Vincent’s eyelids had flickered, showing the whites of his eyes. Then his chest began to move again, erratically, for the first time in many minutes. By this stage, the convoy they were part of had left the edge of the forest behind. Now, they seemed to be passing through a wide, grassy plain.
Elias looked at her, shrugged. ‘He’s getting better.’
She couldn’t keep the wobble out of her voice. ‘I know when someone’s dead. Vincent was dead.’
‘Not dead enough, then,’ said Elias, with the faintest hint of a grin. ‘I told you how they experimented on me.’
She swallowed. ‘So anything else you want to tell me? Maybe about communing with the devil?’
‘Yeah, I guess, something like that.’
Even in the slatted darkness of the wagon, Elias could sense her expression was icy.
Sam Roy
‘You had something to do with this, didn’t you?’
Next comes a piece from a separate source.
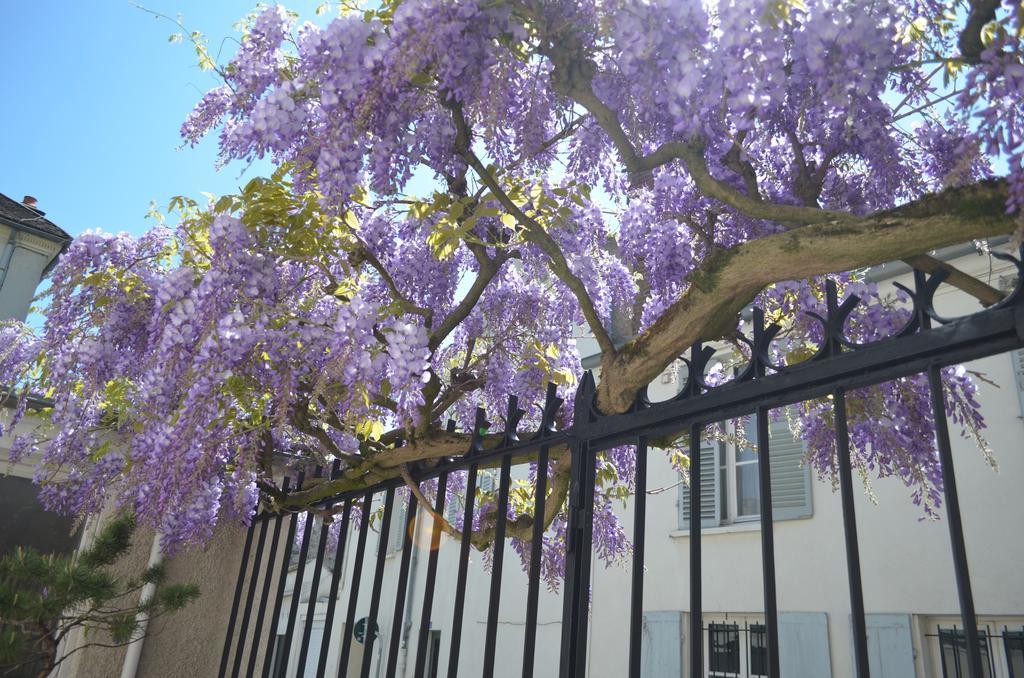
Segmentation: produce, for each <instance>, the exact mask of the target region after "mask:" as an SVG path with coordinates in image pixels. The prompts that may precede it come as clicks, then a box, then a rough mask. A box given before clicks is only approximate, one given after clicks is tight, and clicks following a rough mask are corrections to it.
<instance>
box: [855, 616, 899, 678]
mask: <svg viewBox="0 0 1024 678" xmlns="http://www.w3.org/2000/svg"><path fill="white" fill-rule="evenodd" d="M864 622H865V624H866V626H867V665H868V669H869V670H870V674H871V678H908V677H911V676H913V675H914V669H913V640H912V639H911V636H910V616H909V615H865V616H864ZM851 628H852V627H851Z"/></svg>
The lash cut through the flesh of Sam’s back, ripping fresh wounds. Red, human blood glistened in the Kaspian sunlight. Freezing air blew across the mountain-tops, adding fresh pain to the raw edges of the new wounds.
‘I knew it would happen,’ said Sam. ‘Don’t you know that?’ His lips pressed together in a snarl as the pain descended again. His hands scrabbled at rock and snow and earth, the sinews beneath his ruined flesh standing out like steel cords, almost fleshless.
Vaughn stopped the punishment for a moment, panting heavily. ‘Don’t think I don’t know what you’re up to,’ he growled, ‘you want to ruin everything. But we have a purpose here – God’s purpose.’ His voice became almost pleading. ‘Sam, why did you turn against me?’
Sam Roy muttered something under his breath, which in itself was strange, because, for decades now, he’d grown used to not giving Vaughn the satisfaction of any answer. He could hear Vaughn somewhere behind him, by the edge of the cliff.
Vaughn came closer again. ‘It’s still not too late. We’ll have a world to ourselves before long: fresh and clean of the sins of the old. God’s world. I can forgive you, Sam. You used to be my right-hand man. You used to be my brother.’